2.2 Proposed STSR framework

We use a maximum a posteriori (MAP) framework to estimate an HR frame given a few neighboring LR frames:

$$ {\varvec{f}}_{i} = \arg \mathop {\max }\limits_{{X_{i} }} \mathop \prod \limits_{k} \Pr \left( {{\varvec{f}}_{i} {|}{\varvec{g}}_{k} } \right),\;j = i/s,\;k \in \left[ {j - a,\;j + b} \right] $$
(2)

Using the Bayes rule, this can be alternatively written as:

$${{\varvec{f}}}_{i}=\mathrm{arg}\underset{{{\varvec{X}}}_{i}}{\mathrm{max}}\prod_{k}\frac{\mathrm{Pr}\left({{\varvec{g}}}_{k}|{{\varvec{f}}}_{i}\right)\mathrm{Pr}\left({{\varvec{f}}}_{i}\right)}{\mathrm{Pr}\left({{\varvec{g}}}_{k}\right)}$$
(3)

where \(\mathrm{Pr}\left({{\varvec{g}}}_{k}|{{\varvec{f}}}_{i}\right)\) is the likelihood (a.k.a. data fidelity or data fusion term), \(\mathrm{Pr}\left({{\varvec{f}}}_{i}\right)\) is the prior on the HR frame (a.k.a. regularization term), and \(\mathrm{Pr}\left({{\varvec{g}}}_{k}\right)\) is the evidence of the LR frame. The denominator in (3) can be ignored because it is not a function of \({{\varvec{f}}}_{i}\). Moreover, since the nominator's densities have exponential forms, it would be simpler to minimize the minus log of the functional in (3) equivalently. This yields:

$${{\varvec{f}}}_{i}=\mathrm{arg}\underset{{{\varvec{X}}}_{i}}{\mathrm{mi}}n\left\{\sum_{k}-\mathrm{log}\left[\mathrm{Pr}\left({{\varvec{g}}}_{k}|{{\varvec{f}}}_{i}\right)\right]-\mathrm{log}\left[\mathrm{Pr}\left({{\varvec{f}}}_{i}\right)\right]\right\}$$
(4)

Assuming the noise to be white Gaussian, \(-\mathrm{log}\left[\mathrm{Pr}\left({{\varvec{g}}}_{k}|{{\varvec{f}}}_{i}\right)\right]\) in (4) would be proportional to the energy of noise, i.e. \({\Vert {\varvec{D}}{{\varvec{B}}}_{k}{{\varvec{M}}}_{jk}{{\varvec{f}}}_{i}-{{\varvec{g}}}_{k}\Vert }_{2}^{2}\) which is the sum of squared differences (SSD) between the simulated and observed LR frames. The operator \({\Vert \cdot \Vert }_{2}^{2}\) denotes the square of norm-2, which is defined for a vector \({\varvec{A}}\) with elements \({a}_{i}\) as \({\Vert {\varvec{A}}\Vert }_{2}^{2}={{\varvec{A}}}^{T}{\varvec{A}}=\sum {a}_{i}^{2}\) where \({{\varvec{A}}}^{T}\) is the transpose of \({\varvec{A}}\).

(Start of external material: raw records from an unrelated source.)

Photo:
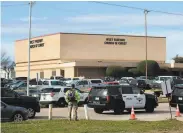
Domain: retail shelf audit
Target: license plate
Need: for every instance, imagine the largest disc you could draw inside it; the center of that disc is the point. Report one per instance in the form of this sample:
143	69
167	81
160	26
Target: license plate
180	98
96	98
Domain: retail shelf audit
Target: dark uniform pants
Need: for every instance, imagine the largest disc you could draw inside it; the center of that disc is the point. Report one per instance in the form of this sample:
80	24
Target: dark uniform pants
74	106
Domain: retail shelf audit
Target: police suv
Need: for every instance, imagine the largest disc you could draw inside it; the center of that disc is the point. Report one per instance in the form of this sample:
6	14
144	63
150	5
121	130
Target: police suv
56	95
119	98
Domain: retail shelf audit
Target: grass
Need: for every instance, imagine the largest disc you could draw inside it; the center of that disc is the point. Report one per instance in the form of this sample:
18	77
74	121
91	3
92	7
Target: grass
83	126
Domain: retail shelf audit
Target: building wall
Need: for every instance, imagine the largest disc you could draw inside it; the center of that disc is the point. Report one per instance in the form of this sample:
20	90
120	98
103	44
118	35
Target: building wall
92	47
50	50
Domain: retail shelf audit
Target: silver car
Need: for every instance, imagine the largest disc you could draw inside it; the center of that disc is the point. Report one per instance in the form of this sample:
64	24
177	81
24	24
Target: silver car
13	113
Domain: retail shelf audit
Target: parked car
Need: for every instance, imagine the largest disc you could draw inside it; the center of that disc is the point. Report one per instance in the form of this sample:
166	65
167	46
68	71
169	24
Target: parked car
140	83
13	113
177	97
129	79
123	82
161	79
56	95
11	97
86	84
51	82
120	98
111	83
57	77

Natural HR images are not globally smooth but mostly piecewise-smooth, as they consist of smooth regions surrounded by sharp edges. An appropriate form for the regularization term based on such observation would penalize high-energy variations much less than norm-2 in the reconstructed frame while still suppresses smaller variations (noise) effectively, so it allows for sharp edges to appear in the estimated frame. One example is \({\Vert {\varvec{H}}{{\varvec{f}}}_{{\varvec{i}}}\Vert }_{1}\) where \({\Vert \cdot \Vert }_{1}\) denotes norm-1 (defined as \({\Vert {\varvec{A}}\Vert }_{1}=\sum \left|{a}_{i}\right|\)). In our framework, we chose the following form for the regularization term: \({\Vert \nabla {{\varvec{f}}}_{i}\Vert }_{1}={\Vert {{\varvec{H}}}_{h}{{\varvec{f}}}_{i}\Vert }_{1}+{\Vert {{\varvec{H}}}_{v}{{\varvec{f}}}_{i}\Vert }_{1}\) where \(\nabla \) is the gradient operator, and \({{\varvec{H}}}_{h}\) and \({{\varvec{H}}}_{v}\) are first-order derivatives (FODs) in the horizontal and vertical directions, respectively. Therefore, the following optimization framework is stemmed from (4):

$$ \varvec{f}_{i} = \arg \mathop {\min }\limits_{{\varvec{f}_{i} }} \left\{ {\mathop \sum \limits_{{\begin{array}{*{20}c} {k = j - a} \\ {j = i/s} \\ \end{array} }}^{{j + b}} \left\| {\varvec{DB}_{k} \varvec{M}_{{j,k}} \varvec{f}_{i} - \varvec{g}_{k} } \right\|_{2}^{2} + \lambda \left\| {~\varvec{H}_{h} \varvec{f}_{i} } \right\|_{1} + \lambda \left\| {\varvec{H}_{v} \varvec{f}_{i} } \right\|_{1} } \right\} $$
(5)

To improve the optimization framework, we apply a few modifications to the functional in (5).

Remark 1

The vulnerability of the functional in (5) to the motion estimation error can be reduced by applying the adaptive weighting operator \({{\varvec{O}}}_{k}\) defined in (6) to the norm-2 function in the fidelity term, i.e. \({\Vert {{\varvec{O}}}_{k}\left({{\varvec{D}}{\varvec{B}}}_{k}{{\varvec{M}}}_{j,k}{{\varvec{f}}}_{i}-{{\varvec{g}}}_{k}\right)\Vert }_{2}^{2}\). The operator \({{\varvec{O}}}_{k}\) is a diagonal matrix that assigns smaller weights to the outlier pixels.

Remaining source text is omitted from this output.